Hi @siginigin,
I shared your reply with the team, and they offered the following:
As an alternative to creating an off_hours
field by enriching the data at ingest time (via an ingest pipeline, or in your case, Logstash), you may consider experimenting with defining off_hours
as a Runtime field.
The following description of runtime fields is from the Runtime fields: Schema on read for Elastic blog post:
Runtime fields enable you to create and query fields that are evaluated only at query time. Instead of indexing all the fields in your data as it’s ingested, you can pick and choose which fields are indexed and which ones are calculated only at runtime as you execute your queries. Runtime fields support new use cases and you won’t have to reindex any of your data.
Exploring a solution based on runtime fields
Note: Runtime fields are beta functionality and subject to change. The details below were shared by a colleague who briefly experimented with runtime fields based on your use case. The information below does not describe a complete solution.
The following POST
creates a runtime field a runtime field named hour_of_day
, which extracts just the hour portion from the @timestamp
field:
POST test-index/_mapping
{
"runtime": {
"hour_of_day": {
"type": "long",
"script": {
"source": """
emit(doc['@timestamp'].value.hourOfDay)
"""
}
}
}
}
The goal of creating a runtime field like hour_of_day
in the example above, would be to refer to hour_of_day
in a detection rule's KQL query, e.g. hour_of_day >= 22 OR hour_of_day <=5
However, a caveat to the script above is when a date
field is accessed via the doc
collection:
emit(doc['@timestamp'].value.hourOfDay)
the timezone information is lost, and the hourOfDay
is always reported in UTC. This happens because doc
is using the indexed field, which under-the-hood is really just a number representing milliseconds since the epoch.

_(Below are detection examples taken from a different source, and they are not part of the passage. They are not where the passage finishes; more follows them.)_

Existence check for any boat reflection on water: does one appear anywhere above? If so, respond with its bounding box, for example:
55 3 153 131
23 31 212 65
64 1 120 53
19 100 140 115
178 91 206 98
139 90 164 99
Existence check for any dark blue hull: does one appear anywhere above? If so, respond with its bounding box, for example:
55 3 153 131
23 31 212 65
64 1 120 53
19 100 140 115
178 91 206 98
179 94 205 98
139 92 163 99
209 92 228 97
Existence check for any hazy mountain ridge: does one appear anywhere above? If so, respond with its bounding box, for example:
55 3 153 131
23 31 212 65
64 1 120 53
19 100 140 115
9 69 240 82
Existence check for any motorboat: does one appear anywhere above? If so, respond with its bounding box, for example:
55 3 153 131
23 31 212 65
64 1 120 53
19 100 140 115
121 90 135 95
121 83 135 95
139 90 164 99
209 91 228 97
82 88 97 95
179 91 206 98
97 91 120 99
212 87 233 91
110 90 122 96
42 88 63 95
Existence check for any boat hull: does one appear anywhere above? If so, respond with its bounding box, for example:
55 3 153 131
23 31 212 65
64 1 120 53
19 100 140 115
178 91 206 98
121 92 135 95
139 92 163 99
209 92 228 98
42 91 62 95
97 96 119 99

My colleague found that when fields are accessed via params._source
instead of doc
, per the example below, it's possible to get the original string value from the event, and extract the timezone information from it:
"hour_of_day": {
"type": "long",
"script": {
"source": """
ZonedDateTime zdt = ZonedDateTime.parse(params._source['mytimestamp']);
emit(zdt.getHour());
"""
}
},
The example above doesn't implement error handling for the case where timestamps can't be parsed. Without error handling, a single document containing a non-parsable timestamps could cause the entire query to fail.
Thus, neither of the examples above are a complete implementation of hour_of_day
as a runtime field, but they can serve as a starting point for experimentation.

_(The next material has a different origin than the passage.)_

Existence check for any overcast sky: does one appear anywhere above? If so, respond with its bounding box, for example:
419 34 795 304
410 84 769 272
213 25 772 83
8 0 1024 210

Another colleague noted that even if hour_of_day
is implemented as a runtime field that reliably works across time zones so it can be referred to in KQL, the definition of "normal working hours" can still vary widely, even for users in the same time zone. It may be possible to pivot to a machine-learning-driven approach to this problem, where ML determines what "off hours" is based on the behavior on an individual user over time. The folks here are best-positioned to answer questions about an ML-driven approach, if that's an alternative you're willing to explore at this time.